Who are your rivals? We hate the Metroscum (New York Red Bulls) above all, which works out for us since they're shit in nearly every possible sense. There's nothing more fun than ruining them again and again and again. There's also tough rivalry with Chicago, who we have an unfortunate habit of losing to in the playoffs. We always want to beat them both in the field and in the stands. LA Galaxy, Columbus, and New England are definitely teams DC fans love to hate, and there is a brewing thing with Seattle based on their arrogance and whining about the location of the US Open Cup final last year.
I don't suppose - given the size of the USA - you have what we would call a local derby or local rivals, so what do you consider to be your biggest match of the coming season? Metroscum away, there's no doubt. There's nothing better than watching their pathetic fan base suffer yet another home defeat, and we usually get to enjoy that every year (we used to refer to Giants Stadium as RFK North). Now they've got their new stadium, Red Bull Arena, which is admittedly gorgeous, and we want to spoil their party with another ass-kicking.
Do you take fans to away matches? Definitely, though the size of the away support depends heavily on the game and also the day, with weekday and Sunday games being less conducive to a road trip. We might see 500 going up to New Jersey, 200 to Columbus or Chicago, and 25-50 to somewhere like LA or Seattle. There are, of course, other DC fans in the stadium, but those are generally the sizes you'd expect for the "away fans" section.

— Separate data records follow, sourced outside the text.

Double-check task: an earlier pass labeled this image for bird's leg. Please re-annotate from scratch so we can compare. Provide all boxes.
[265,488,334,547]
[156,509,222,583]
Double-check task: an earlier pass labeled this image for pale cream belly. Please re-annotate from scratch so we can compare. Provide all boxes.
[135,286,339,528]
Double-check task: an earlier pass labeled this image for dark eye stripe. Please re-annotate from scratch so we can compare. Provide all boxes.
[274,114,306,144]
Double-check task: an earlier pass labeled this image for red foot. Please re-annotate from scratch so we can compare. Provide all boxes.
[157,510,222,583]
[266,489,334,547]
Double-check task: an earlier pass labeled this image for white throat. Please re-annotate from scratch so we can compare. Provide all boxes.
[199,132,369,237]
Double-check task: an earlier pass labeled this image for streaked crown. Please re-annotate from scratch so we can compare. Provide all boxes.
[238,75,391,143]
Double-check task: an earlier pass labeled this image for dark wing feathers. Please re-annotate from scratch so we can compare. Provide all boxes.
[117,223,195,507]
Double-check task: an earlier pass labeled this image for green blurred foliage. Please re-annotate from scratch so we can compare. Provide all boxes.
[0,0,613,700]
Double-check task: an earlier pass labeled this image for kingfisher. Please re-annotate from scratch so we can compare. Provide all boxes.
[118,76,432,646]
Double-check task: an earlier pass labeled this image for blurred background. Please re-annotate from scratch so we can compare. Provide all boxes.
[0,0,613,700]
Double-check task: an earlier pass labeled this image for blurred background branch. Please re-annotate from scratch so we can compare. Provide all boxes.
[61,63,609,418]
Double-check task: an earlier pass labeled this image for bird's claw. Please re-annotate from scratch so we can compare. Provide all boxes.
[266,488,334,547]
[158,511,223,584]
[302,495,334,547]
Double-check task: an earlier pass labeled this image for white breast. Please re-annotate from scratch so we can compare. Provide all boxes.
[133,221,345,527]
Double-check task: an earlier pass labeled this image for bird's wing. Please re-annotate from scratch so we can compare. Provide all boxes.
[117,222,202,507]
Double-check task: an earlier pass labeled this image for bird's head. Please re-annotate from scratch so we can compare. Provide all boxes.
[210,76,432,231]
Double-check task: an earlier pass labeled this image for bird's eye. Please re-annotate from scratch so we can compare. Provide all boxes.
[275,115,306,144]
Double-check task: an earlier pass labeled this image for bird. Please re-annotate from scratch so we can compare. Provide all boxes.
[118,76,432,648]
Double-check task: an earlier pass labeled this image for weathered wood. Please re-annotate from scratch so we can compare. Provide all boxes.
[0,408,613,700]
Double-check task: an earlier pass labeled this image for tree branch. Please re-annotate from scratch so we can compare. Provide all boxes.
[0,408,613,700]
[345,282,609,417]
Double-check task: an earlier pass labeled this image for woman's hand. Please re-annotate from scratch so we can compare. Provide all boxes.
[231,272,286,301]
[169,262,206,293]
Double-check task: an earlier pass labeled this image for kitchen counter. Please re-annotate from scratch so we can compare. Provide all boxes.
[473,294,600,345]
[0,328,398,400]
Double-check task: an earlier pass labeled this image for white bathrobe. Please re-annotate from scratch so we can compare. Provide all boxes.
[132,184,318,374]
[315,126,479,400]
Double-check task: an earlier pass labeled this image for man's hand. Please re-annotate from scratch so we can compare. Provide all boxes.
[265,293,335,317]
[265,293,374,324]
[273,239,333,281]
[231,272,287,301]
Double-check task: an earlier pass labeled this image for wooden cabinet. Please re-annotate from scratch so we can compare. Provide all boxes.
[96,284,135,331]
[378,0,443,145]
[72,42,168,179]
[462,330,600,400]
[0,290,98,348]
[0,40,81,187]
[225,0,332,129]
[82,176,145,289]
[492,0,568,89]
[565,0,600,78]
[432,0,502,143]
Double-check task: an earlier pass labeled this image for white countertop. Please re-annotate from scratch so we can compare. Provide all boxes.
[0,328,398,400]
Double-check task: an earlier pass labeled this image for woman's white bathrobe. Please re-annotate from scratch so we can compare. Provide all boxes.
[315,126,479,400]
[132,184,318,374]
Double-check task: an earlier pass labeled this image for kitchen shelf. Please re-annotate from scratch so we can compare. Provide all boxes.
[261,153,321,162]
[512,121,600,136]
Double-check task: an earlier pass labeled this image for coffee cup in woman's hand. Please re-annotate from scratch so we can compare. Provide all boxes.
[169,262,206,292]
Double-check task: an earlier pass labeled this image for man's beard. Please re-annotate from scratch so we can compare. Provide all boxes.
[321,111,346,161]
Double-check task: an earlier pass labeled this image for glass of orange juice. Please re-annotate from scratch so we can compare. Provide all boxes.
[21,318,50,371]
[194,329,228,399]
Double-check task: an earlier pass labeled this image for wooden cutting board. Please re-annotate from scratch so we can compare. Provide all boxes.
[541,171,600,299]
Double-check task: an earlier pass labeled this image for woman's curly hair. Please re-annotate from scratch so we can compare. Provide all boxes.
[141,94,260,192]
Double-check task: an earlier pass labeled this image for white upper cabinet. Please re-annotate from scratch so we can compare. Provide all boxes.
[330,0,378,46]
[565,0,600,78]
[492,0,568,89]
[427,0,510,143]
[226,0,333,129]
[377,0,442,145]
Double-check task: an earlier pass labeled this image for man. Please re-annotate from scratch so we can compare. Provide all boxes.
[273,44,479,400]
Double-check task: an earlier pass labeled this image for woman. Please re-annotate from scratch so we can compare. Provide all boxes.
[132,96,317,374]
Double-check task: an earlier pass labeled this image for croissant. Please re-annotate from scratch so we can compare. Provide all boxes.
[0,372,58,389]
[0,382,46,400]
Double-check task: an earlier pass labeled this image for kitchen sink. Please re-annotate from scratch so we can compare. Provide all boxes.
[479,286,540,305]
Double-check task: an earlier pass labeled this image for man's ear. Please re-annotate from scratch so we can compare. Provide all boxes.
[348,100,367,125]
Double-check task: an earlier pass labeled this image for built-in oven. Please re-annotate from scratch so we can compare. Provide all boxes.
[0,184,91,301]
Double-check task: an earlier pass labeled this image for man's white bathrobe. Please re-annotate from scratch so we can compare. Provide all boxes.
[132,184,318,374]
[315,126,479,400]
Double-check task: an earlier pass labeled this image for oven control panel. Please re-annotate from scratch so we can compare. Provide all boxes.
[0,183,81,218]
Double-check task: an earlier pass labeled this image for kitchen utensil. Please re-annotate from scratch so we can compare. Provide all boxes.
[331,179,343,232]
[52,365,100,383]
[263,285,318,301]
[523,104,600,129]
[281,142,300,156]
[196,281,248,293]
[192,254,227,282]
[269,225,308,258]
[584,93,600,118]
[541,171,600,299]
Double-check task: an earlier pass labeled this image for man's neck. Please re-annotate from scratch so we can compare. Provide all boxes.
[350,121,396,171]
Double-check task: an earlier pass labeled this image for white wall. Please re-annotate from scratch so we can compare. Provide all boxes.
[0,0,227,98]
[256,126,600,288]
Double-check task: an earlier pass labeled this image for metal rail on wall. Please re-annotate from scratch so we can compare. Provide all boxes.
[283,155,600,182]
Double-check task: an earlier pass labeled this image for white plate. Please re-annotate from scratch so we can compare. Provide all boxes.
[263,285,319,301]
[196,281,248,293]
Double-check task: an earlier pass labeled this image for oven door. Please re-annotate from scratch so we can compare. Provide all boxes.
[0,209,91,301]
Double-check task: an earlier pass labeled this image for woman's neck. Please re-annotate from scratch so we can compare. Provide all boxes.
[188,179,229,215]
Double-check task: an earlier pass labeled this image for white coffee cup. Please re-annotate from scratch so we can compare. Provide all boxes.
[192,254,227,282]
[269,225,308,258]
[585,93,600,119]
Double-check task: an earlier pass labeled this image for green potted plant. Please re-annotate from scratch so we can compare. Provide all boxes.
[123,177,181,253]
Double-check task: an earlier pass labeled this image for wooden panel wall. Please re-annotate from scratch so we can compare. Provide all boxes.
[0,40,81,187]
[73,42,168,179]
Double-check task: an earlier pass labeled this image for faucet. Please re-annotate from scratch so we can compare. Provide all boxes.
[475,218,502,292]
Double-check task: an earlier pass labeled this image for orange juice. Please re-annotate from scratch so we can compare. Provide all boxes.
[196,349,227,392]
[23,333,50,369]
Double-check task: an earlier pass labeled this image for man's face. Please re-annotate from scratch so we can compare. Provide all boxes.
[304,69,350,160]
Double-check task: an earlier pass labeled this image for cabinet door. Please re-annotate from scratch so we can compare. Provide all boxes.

Who is the club mascot? Talon, a big white eagle in a DC jersey.
Are there any off-the-field cheesy shenanigans before, during or after matches such as music after goals, confetti, firing t-shirts into the crowd that sort of thing?
Not really, United really lets the supporters dominate things atmosphere-wise. No cheerleaders, no promotional wackiness, etc. If there's confetti and streamers around, it's coming from the Barra.
Talon the club mascot
Do DC United fans follow other codes of sport in Washington? Absolutely, nearly every other sport you can think of. During the fall, you'll usually find a good number of TVs at the tailgate turned to college football. Lots of United fans are big-time Redskins fans, there's a pretty decent collection of people that follow the the Capitals, Georgetown and Maryland basketball fans, etc. etc. And of course, nearly everyone has a favorite club in another league, especially England, Spain, or the Latin American leagues that a lot of people followed before they moved to the States.

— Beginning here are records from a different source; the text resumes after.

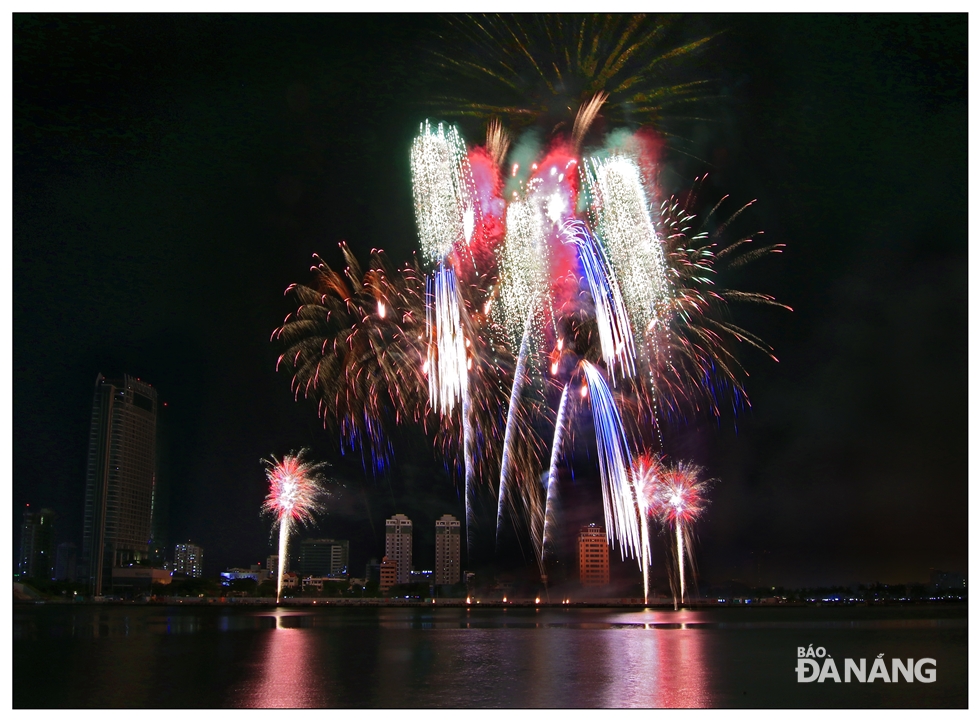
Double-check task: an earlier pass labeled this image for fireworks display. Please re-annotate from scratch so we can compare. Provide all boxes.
[270,18,785,603]
[262,449,327,602]
[633,455,712,608]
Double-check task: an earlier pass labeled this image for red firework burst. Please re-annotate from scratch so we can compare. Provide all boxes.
[262,448,326,525]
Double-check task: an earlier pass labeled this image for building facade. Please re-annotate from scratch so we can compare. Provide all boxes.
[378,556,398,593]
[82,374,157,595]
[299,538,350,578]
[17,508,55,581]
[433,513,460,586]
[173,541,204,578]
[385,513,412,583]
[578,523,609,588]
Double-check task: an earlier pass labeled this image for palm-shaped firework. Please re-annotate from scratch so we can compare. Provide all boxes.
[262,448,327,603]
[648,461,712,609]
[274,17,779,584]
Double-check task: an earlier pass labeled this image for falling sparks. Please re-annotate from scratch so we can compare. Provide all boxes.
[552,220,635,383]
[647,461,712,608]
[426,267,468,414]
[582,361,643,563]
[262,448,326,603]
[411,121,476,261]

What are your hopes for the coming MLS season? Personally, I don't have too many. I haven't been terribly impressed by our choice of a new coach, Curt Onalfo, or our off-season acquisitions. And the team has yet to score a goal in the preseason. If we make the playoffs, it'll be a good year.
Which players should we look out for? Definitely a few. Our keeper, Troy Perkins, is back in MLS after two years in Norway and it will be interesting to see how much he's developed. He was one of the best in the league before he left and I really think he's going to be stellar now. Christian Castillo is our new left winger and I'm really curious to see how he does, he's the one off-season signing I'm excited about. Playing actual wing players in the midfield is not par for the course for DC, we've developed a habit of playing converted A-mids or strikers, so this is a great change of pace. Chris Pontius had a great rookie season playing in a ton of positions last year, hopefully this year he'll be settled as a striker and rack up the goals. He's currently in the USA training camp, potentially a star in the making for club and country. And as always, you have to pay attention to how Jaime Moreno will fare. He's the heart of the club and it seems that no matter how old he gets, no one can quite replace his creative role, so we'll have to see how he slots in this year.
And finally, can you sum up DCU in a Tweet of less than 140 characters? Nothing less than the flagship of American soccer, now and forever.